Evaluation of the Adsorption Potential of Benzo(a)pyrene in Coal Produced from Sewage Treatment Station Sludge

Abstract

This work investigates the adsorption of benzo[a]pyrene (BaP) using a charcoal adsorbent derived from sewage treatment plant sludge. BaP is a polycyclic aromatic hydrocarbon (PAH), carcinogenic to humans, which his used by the World Health Organization as a marker for all PAH mixtures. The charcoal was produced by the pyrolysis (500 °C, 4 h) of municipal sewage sludge. The resulting biochar presented mesoporous and oxygenated functional groups that are beneficial for the adsorption of benzo[a]pyrene. The material contained graphitic structures, suggesting potential sites for π–π interactions. The adsorption followed the Elovich kinetic model. A maximum adsorbed value of 60.8 µg g−1 was achieved for an initial BaP concentration of 100 µg L−1 of BaP at 298 K after 20 min. Parameters related to mass transfer phenomena, such as the intraparticle diffusion coefficient, were determined using the homogeneous solid diffusion model (HSDM).
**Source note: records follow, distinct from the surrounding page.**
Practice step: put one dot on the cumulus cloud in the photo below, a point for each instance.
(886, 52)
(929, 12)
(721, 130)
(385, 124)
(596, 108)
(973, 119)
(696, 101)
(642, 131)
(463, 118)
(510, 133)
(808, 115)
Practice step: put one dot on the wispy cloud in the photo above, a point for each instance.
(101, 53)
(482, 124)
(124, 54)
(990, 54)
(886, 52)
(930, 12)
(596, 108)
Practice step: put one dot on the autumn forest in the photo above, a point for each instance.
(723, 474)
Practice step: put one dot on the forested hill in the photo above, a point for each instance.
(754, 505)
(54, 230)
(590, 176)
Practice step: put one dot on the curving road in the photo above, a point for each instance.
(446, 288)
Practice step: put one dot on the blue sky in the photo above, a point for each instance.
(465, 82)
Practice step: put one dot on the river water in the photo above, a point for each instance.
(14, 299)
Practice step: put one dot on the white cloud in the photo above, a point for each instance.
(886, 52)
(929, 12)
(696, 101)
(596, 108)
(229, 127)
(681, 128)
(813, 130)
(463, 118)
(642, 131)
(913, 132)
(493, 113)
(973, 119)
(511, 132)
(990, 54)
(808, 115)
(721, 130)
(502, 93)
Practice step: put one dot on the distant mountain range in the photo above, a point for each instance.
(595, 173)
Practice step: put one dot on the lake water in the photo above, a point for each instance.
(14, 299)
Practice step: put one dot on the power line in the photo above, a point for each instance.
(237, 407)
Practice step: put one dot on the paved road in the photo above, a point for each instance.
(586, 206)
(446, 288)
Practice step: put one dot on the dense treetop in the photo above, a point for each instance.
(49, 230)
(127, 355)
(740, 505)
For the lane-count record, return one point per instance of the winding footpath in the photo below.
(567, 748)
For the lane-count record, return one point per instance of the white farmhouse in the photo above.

These experimental data demonstrate the great potential for computational fluid dynamics (CFD) applications. The value reached for the intraparticle diffusion coefficient was 1.63 × 10−13 m2s−1. Adsorption equilibrium experiments showed that the Langmuir model was most suitable for experimental data, suggesting a monolayer molecular adsorption process. The results showed that charcoal can be employed as an effective material for removing BaP.